Trump reaches out to tech industry executives to foster his job creation agenda as the new president.
As we reported yesterday, a great deal of apprehension surrounded the meeting called by President-elect Donald Trump and leaders of the tech industry at Trump Tower in New York, but from all reports, everything went well.
In fact, despite predictions that Trump was going to be anti-tech, he told the group “I’m here to help,” according to an article in The New York Times.
Most of the executives left the meeting without commenting, but inside sources said Trump discussed items on his political agenda, such as vocational education and trade agreements with China and other nations. Reportedly, the president-elect asked the industry leaders if they could use their resources to help the administration identify and rid the governmental agencies of wasteful spending as well.
The meeting, which lasted for over 90 minutes, also included Peter Thiel of Trump’s transition team, along with family members, Donald Jr., Ivanka, and Eric. To the delight of the crowd, Trump said he wouldn’t say how many others had asked to attend the meeting.
There was a great deal of concern throughout the tech sector after Trump won the November election, and some argued the industry executives should boycott the meeting in protest of Trump’s values, but others saw it as an opportunity to express their own values and opinions to the incoming President.
Still others have resigned themselves to the fact that Trump will be the President for at least the next four years, and they will have to make the best of it, hoping to compromise and still maintain their core values.
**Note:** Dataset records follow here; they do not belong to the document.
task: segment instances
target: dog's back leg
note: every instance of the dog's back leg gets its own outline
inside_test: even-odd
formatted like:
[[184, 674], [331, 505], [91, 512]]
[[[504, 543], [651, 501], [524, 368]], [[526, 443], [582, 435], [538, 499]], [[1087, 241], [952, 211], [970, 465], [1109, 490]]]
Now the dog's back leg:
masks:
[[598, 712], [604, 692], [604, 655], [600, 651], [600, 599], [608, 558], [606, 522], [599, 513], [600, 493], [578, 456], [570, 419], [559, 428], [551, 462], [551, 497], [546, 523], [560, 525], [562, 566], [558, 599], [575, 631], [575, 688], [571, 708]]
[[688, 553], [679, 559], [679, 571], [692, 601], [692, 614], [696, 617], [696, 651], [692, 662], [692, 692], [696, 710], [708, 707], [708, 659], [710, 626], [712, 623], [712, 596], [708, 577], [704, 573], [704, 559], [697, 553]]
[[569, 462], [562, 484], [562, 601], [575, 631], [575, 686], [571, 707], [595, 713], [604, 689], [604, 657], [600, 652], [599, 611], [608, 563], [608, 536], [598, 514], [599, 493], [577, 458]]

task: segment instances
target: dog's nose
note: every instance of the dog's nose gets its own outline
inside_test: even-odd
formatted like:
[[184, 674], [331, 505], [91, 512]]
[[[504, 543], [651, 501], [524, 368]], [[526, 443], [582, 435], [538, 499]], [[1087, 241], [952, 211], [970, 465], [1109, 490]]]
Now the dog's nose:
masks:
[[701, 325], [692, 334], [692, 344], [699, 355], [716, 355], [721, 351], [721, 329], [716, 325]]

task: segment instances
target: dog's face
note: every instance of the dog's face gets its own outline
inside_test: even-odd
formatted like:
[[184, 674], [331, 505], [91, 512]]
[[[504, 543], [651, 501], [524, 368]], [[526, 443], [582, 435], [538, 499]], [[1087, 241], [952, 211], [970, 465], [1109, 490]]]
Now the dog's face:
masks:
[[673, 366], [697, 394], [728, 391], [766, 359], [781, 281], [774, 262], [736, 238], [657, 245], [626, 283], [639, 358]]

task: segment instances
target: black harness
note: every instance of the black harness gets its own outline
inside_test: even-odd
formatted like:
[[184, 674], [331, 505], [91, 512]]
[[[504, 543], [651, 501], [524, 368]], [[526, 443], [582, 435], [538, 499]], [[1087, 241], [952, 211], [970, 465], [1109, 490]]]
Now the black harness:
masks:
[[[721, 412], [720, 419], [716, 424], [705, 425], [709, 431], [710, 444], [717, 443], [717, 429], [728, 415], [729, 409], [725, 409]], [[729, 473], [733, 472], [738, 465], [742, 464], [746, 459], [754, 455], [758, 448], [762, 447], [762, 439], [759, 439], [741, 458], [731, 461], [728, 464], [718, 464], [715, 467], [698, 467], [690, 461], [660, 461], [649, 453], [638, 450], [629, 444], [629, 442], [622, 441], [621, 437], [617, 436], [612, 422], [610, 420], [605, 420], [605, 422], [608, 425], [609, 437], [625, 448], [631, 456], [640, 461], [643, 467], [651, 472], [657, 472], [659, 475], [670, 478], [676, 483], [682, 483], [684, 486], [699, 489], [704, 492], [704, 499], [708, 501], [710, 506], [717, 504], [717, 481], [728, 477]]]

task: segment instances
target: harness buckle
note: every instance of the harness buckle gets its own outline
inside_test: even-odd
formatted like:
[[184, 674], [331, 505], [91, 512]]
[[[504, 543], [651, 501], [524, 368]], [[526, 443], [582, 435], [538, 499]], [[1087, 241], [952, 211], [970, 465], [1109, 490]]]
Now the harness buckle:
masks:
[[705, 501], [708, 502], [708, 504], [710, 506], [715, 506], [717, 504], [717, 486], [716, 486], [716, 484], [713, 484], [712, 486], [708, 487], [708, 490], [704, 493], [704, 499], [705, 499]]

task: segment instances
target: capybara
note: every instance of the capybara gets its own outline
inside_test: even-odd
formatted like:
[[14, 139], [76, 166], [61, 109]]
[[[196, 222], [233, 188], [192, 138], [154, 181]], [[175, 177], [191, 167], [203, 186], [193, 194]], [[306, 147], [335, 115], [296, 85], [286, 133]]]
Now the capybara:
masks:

Jeff Bezos of Amazon released a statement later calling the meeting “very productive,” and added, “I shared the view that the administration should make innovation one of its key pillars, which would create a huge number of jobs across the whole country, in all sectors, not just tech — agriculture, infrastructure, manufacturing — everywhere.”
It appears also there will be quarterly meetings, organized by Jared Kushner, Trump’s son-in-law and one of his advisers, that will bring together smaller groups of tech professionals, focusing primarily on immigration and education issues.